The hydroxyl free radical (OH) determination kit, the inhibition and generation superoxide anion free radical (O2) determination kit and the total antioxidant capacity (T-AOC) determination kit are purchased from Nanjing to build biotechnology Co-Ltd; alpha-amylase, saccharifying enzyme, trypsin, pepsin, ascorbic acid, ammonium carbonate, magnesium chloride, cholic acid, sodium bicarbonate, sodium chloride, potassium dihydrogen phosphate, anhydrous calcium chloride and the like are all commercially available analytical purity.

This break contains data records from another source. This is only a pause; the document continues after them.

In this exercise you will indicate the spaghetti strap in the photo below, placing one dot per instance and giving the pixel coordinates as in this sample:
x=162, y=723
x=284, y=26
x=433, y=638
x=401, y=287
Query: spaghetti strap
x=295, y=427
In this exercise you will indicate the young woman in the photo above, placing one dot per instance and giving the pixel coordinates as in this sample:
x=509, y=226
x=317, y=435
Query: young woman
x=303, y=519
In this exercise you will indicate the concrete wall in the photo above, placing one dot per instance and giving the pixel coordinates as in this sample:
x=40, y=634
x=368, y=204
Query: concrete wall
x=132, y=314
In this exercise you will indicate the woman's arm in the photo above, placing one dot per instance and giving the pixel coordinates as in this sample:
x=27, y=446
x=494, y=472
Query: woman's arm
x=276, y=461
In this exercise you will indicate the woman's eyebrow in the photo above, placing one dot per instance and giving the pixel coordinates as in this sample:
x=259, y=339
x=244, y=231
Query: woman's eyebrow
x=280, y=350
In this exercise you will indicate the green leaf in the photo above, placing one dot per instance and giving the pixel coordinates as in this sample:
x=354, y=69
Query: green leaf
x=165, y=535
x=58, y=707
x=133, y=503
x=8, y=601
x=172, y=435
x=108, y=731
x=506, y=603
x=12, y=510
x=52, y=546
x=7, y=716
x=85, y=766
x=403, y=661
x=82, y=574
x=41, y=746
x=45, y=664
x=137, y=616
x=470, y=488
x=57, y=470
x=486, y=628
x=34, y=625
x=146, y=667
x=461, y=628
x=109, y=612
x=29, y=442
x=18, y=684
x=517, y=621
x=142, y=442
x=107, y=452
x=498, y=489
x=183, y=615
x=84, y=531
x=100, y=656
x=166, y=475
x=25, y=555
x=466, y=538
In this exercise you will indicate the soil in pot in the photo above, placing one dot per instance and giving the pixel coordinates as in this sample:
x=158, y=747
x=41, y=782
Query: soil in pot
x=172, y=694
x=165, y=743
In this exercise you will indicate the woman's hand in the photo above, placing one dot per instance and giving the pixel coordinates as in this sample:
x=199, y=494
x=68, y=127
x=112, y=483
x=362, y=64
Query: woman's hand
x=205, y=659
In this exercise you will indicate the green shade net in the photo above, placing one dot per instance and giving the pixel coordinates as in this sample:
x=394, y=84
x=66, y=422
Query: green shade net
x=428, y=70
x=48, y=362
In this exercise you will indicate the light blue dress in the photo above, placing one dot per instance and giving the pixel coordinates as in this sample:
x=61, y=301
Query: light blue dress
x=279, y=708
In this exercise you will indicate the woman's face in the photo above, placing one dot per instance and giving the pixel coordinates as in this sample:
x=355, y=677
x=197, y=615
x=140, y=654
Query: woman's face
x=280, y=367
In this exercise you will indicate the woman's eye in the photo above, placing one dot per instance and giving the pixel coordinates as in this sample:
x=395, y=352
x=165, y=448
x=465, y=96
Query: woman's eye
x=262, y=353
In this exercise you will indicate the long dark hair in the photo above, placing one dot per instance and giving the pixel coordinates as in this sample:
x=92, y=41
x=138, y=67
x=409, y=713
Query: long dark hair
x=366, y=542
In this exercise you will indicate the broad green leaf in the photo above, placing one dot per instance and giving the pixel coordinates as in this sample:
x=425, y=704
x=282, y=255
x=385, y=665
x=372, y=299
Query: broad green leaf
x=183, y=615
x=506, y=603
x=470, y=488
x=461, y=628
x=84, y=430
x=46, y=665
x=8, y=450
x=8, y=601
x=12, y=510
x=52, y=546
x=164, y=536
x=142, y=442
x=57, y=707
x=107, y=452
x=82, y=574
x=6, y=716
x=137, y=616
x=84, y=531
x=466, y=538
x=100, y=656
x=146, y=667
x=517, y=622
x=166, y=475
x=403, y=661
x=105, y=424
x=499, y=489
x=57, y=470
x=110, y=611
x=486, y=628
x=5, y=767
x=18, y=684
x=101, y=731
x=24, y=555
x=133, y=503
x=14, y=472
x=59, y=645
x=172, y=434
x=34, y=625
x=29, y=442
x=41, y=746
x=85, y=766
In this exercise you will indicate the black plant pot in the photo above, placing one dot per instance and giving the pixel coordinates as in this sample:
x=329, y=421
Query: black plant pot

2.2 preparation of in vitro simulated digestive juice
Weighing each reagent according to the table 3, respectively dissolving in a certain volume of pure water, preparing mother solution with corresponding concentration, and refrigerating for standby. Preparing simulated digestive juice, adding corresponding mother liquor according to the following table, adding distilled water to constant volume to 400ml, and refrigerating for standby.
TABLE 3 Table 3
Note that: caCl2 (H2O) 2 is mixed with other solutions to generate precipitation, so that the mixture is added before starting the next experiment; 2.
HCL or NaOH is used to adjust the corresponding pH.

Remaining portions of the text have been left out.